Subjective Modal Verbs in German: wollen, sollen, müssen for Hearsay and Doubt
How German modal verbs shift from ability/permission to expressing the speaker's stance: claims (wollen), rumours (sollen), and inferences (müssen/dürfte).
German modal verbs have a second, subjective life. Beyond their objective meanings (ability, permission, obligation), they let the speaker comment on the truth of a claim — and that meaning usually surfaces with a perfect infinitive (… gesehen haben) or a plain infinitive of state (… reich sein).
- wollen = the subject asserts something about itself, while the speaker stays skeptical: Er will alles gesehen haben ("he claims to have seen everything — but I doubt it").
- sollen = hearsay or rumour reported from others: Sie soll sehr reich sein ("she is said to be very rich").
- müssen / dürfte = the speaker's own inference: Er muss krank sein (strong conclusion), Sie dürfte schon zu Hause sein (cautious guess).

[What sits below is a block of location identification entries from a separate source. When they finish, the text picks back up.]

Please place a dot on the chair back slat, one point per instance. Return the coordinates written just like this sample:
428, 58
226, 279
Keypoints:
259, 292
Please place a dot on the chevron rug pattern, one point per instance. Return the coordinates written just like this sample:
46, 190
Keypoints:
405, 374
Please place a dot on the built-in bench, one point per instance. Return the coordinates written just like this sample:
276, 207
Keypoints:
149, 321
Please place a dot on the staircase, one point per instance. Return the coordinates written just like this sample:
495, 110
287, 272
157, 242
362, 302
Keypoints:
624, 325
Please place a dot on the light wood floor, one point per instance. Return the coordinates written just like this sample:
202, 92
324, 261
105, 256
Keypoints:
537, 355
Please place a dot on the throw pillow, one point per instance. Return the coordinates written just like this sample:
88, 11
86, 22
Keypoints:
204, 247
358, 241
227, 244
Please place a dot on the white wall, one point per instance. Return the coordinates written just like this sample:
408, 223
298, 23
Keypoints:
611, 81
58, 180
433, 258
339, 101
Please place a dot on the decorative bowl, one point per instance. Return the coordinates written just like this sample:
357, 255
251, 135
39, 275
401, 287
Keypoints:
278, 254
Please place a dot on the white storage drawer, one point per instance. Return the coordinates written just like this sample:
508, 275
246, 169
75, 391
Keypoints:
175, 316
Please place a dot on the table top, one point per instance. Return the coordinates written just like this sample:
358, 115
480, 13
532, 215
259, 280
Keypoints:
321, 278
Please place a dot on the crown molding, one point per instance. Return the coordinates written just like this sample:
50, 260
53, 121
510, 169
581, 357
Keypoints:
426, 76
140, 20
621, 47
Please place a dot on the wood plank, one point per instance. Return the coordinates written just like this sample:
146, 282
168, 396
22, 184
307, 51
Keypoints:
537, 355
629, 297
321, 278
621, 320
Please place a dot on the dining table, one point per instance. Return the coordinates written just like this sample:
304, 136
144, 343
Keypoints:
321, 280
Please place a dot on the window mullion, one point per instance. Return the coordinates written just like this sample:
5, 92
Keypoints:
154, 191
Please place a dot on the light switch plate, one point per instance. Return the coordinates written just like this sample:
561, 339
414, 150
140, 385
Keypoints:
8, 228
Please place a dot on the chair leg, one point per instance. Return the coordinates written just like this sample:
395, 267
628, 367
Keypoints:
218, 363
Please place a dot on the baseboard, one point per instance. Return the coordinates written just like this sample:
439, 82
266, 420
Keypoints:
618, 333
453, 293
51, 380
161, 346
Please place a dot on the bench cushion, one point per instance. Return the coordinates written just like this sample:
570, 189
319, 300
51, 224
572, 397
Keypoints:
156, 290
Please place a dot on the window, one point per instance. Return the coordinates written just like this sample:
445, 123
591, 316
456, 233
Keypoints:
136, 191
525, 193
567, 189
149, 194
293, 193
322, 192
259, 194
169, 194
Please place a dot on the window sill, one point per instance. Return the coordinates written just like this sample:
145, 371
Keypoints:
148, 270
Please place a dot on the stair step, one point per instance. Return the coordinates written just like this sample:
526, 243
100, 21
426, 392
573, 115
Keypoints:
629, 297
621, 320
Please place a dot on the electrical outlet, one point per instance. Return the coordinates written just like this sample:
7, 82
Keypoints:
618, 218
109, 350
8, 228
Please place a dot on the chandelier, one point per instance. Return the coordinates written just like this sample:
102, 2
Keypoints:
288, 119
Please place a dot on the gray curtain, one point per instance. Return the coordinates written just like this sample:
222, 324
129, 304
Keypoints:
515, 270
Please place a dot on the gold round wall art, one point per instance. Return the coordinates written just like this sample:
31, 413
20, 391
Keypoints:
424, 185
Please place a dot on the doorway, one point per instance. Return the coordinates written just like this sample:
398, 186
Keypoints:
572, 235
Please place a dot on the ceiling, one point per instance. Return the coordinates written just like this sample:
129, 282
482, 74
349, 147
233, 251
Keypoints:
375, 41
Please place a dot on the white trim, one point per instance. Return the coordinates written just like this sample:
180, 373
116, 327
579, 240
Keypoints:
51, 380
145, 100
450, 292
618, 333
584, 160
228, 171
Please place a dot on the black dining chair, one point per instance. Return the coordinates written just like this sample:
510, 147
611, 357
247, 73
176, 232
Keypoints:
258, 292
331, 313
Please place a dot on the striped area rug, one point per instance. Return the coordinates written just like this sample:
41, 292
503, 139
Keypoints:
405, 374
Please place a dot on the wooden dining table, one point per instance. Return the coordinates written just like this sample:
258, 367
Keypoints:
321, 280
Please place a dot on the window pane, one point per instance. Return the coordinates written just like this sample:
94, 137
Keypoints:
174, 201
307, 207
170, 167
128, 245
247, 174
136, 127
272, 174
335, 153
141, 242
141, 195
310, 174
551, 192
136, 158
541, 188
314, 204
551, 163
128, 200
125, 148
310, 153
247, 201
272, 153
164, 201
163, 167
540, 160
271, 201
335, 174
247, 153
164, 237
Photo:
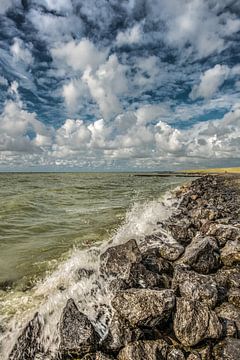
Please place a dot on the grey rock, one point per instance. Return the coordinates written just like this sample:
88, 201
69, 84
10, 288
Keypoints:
97, 356
28, 344
194, 286
147, 350
118, 260
234, 297
77, 334
144, 307
175, 354
202, 255
228, 349
119, 334
230, 254
194, 322
222, 232
229, 312
168, 248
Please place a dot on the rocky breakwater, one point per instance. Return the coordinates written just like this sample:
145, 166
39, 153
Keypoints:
175, 294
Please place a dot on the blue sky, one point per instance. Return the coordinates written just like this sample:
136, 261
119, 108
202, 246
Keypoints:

The crucial contrast is wollen vs. sollen: wollen puts the claim in the subject's own mouth (and signals doubt), whereas sollen attributes it to an outside source. Confusing them reverses who is making the claim. Distinguish all of this carefully from the objective readings, where wollen means "to want" and sollen means "to be supposed to / ought to."
Examples
Er will alles gesehen haben.
He claims to have seen everything.
Sie soll sehr reich sein.
She is said to be very rich.
Common mistakes
For the subject's own (dubious) claim use wollen; sollen = a rumour from others.